Он потянулся, щурясь на серый свет, сочившийся сквозь тяжелые портьеры, и нажал кнопку звонка, вделанного в изголовье кровати. Через минуту в дверь тихо постучали, и вошла горничная с подносом – кофе, коньяк и теплая булочка на тонком фарфоре. Она поставила поднос на столик у кровати, не поднимая глаз.
– Благодарю, Кайлин, – сказал Чарльз, но в его голосе не было благодарности, только ленивое превосходство человека, который никогда не сомневался, что мир вращается вокруг него.
Она вышла, бесшумная, как тень. Чарльз отпил кофе, добавил коньяк, закурил сигарету и долго смотрел в потолок, где чудовища из лепнины скалились в ответ на его мысли. Он был красивым мужчиной, пожалуй, слишком красивым для своих пятидесяти. Белые зубы, гладкая кожа, внимательный взгляд, который, казалось, говорил: «Я видел все, меня не тронуло».

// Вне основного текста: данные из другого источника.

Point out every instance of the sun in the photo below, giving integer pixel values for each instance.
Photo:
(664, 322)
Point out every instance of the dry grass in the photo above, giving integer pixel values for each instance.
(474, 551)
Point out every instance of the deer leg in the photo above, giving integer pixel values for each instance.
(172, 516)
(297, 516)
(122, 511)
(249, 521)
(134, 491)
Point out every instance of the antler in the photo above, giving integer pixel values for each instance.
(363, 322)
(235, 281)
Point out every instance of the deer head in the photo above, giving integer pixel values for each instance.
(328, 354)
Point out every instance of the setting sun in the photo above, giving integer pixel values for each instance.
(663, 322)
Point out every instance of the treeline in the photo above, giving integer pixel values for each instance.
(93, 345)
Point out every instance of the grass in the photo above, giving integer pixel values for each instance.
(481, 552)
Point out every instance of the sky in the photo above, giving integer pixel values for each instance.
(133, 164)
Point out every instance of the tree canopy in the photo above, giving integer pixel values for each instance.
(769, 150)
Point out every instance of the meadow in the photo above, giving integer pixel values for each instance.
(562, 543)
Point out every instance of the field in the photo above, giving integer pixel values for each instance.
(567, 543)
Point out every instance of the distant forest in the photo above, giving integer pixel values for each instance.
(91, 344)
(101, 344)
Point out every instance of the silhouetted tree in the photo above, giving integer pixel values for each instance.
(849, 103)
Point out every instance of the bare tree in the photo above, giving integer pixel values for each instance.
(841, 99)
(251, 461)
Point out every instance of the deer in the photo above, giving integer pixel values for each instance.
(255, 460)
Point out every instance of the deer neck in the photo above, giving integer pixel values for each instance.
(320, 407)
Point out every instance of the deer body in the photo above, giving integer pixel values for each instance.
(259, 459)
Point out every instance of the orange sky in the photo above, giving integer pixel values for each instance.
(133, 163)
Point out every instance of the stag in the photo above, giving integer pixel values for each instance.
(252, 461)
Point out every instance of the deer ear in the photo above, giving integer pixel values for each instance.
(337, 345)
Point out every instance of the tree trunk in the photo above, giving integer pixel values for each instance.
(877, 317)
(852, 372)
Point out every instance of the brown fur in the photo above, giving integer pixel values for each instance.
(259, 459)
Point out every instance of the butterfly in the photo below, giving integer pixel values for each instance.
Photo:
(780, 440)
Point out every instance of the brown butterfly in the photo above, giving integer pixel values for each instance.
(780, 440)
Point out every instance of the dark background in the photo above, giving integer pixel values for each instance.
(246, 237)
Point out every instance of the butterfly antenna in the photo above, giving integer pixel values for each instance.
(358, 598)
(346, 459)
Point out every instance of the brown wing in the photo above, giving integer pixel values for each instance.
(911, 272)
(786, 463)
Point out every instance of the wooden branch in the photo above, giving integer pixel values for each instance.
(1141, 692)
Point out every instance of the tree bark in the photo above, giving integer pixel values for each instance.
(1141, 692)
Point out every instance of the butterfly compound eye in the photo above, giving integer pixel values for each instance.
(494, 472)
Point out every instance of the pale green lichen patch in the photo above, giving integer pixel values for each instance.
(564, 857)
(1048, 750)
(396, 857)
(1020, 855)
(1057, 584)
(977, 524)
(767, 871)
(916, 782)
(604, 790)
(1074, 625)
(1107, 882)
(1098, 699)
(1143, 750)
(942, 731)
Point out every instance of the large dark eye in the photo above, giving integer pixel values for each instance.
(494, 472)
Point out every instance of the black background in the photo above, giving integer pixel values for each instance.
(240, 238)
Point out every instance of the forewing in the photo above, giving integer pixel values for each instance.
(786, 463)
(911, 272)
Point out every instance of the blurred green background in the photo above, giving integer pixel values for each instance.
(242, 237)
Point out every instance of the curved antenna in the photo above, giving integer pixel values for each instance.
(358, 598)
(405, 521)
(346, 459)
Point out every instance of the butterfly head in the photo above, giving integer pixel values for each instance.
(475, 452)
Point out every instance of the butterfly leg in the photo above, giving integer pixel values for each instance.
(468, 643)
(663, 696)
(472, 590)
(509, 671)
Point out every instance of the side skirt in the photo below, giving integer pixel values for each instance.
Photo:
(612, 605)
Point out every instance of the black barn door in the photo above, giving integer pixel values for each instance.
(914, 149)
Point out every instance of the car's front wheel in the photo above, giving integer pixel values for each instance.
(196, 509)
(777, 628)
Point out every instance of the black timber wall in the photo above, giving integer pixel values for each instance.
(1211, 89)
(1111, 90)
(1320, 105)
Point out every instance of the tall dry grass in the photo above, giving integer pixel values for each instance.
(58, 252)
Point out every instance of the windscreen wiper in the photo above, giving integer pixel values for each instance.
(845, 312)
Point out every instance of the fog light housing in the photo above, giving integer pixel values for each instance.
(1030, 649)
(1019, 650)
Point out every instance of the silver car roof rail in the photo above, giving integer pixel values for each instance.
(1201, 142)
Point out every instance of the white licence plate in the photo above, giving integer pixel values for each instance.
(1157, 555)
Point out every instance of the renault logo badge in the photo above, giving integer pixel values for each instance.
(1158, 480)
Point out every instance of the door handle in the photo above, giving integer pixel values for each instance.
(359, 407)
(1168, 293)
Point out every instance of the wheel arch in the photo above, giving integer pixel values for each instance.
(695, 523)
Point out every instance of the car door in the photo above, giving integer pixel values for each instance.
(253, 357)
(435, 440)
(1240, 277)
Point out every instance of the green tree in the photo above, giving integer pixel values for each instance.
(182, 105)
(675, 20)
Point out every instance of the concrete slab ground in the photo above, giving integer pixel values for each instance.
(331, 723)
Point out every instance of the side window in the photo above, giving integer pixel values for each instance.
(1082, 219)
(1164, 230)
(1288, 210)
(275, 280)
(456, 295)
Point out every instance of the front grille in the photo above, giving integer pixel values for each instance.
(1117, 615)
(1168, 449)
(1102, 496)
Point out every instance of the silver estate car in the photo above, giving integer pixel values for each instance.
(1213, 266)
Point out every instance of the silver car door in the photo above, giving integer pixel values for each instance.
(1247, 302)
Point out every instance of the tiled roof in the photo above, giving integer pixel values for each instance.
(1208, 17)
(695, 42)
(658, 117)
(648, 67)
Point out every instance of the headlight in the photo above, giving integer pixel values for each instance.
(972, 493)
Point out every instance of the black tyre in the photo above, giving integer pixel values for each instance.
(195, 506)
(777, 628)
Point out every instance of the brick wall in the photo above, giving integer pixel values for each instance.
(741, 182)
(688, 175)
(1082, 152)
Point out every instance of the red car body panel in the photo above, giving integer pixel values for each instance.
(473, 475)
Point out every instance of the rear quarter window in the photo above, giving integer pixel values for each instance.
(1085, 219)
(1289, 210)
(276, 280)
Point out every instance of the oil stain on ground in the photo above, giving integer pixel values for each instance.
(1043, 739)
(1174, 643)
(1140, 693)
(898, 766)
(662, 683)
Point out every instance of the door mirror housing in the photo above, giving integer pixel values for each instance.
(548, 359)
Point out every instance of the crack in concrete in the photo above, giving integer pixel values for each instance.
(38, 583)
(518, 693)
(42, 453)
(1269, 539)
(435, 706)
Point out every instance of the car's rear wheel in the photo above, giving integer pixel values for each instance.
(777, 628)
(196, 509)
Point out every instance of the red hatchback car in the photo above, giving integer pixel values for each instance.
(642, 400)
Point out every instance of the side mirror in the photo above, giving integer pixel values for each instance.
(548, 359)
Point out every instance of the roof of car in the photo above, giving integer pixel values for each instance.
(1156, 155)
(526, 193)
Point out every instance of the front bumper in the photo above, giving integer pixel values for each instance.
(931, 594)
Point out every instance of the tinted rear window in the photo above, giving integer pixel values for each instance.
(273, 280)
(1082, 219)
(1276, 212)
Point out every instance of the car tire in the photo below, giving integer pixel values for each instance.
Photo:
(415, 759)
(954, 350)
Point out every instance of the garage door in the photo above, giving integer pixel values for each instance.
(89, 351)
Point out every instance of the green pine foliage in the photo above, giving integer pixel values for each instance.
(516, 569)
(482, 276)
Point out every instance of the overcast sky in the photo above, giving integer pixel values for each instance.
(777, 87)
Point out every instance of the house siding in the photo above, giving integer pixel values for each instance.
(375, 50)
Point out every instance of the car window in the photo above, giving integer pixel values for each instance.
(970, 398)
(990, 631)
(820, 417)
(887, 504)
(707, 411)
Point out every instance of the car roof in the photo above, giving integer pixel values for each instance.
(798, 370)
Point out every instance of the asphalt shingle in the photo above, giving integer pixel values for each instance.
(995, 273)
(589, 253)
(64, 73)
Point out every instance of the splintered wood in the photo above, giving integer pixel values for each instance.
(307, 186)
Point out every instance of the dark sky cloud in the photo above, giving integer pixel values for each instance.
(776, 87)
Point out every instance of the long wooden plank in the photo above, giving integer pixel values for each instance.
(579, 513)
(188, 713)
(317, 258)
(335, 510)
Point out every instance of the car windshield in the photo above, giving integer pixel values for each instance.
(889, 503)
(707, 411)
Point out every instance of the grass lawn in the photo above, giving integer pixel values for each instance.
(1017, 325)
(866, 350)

В столовую он спустился чуть раньше обычного и застал там отца. Месье Шанс Гизе сидел у окна, в свете, расколотом цветными витражами, и рисовал. Ему было за шестьдесят, но годы, казалось, прошли по касательной, не задев главного: огня в глазах, твердости руки, и той животной привлекательности, которая не имеет возраста. Он был высок, худощав, с длинными пальцами, испачканными графитом, и седой шевелюрой, которую он не стриг и не укладывал – она падала на лоб, делая его похожим на пророка или безумца. Художник в полном смысле этого слова, он жил, чтобы творить. Шанс Гизе заперся в этом особняке много лет назад, устав от шумных салонов, ярких галерей и бесконечной череды лиц, желавших прикоснуться к его славе. Слава была ему безразлична; он хотел только одного – творить, и чтобы ему не мешали. Сейчас его карандаш выводил изгиб женской шеи – нежной, с темным завитком волос, падающим на плечо.
Кайлин, поправлявшая шторы в дальнем конце комнаты, делала вид, что не замечает пристального взгляда старого месье Гизе, но уголки ее губ чуть подрагивали. Девушка отличалась той здоровой, полнокровной красотой, которая казалась в этом доме почти чужеродной – словно цветущая ветка яблони, нечаянно занесенная в склеп: румяная, с упругой походкой и густыми черными волосами, которые не желали подчиняться строгой прическе.
Шанс наблюдал за ней, как хищный кот. Ему нравилось, что эта молодая, полная жизни женщина принадлежит ему – хотя бы на час, хотя бы в темноте его мастерской, пропахшей маслом, скипидаром и старыми холстами.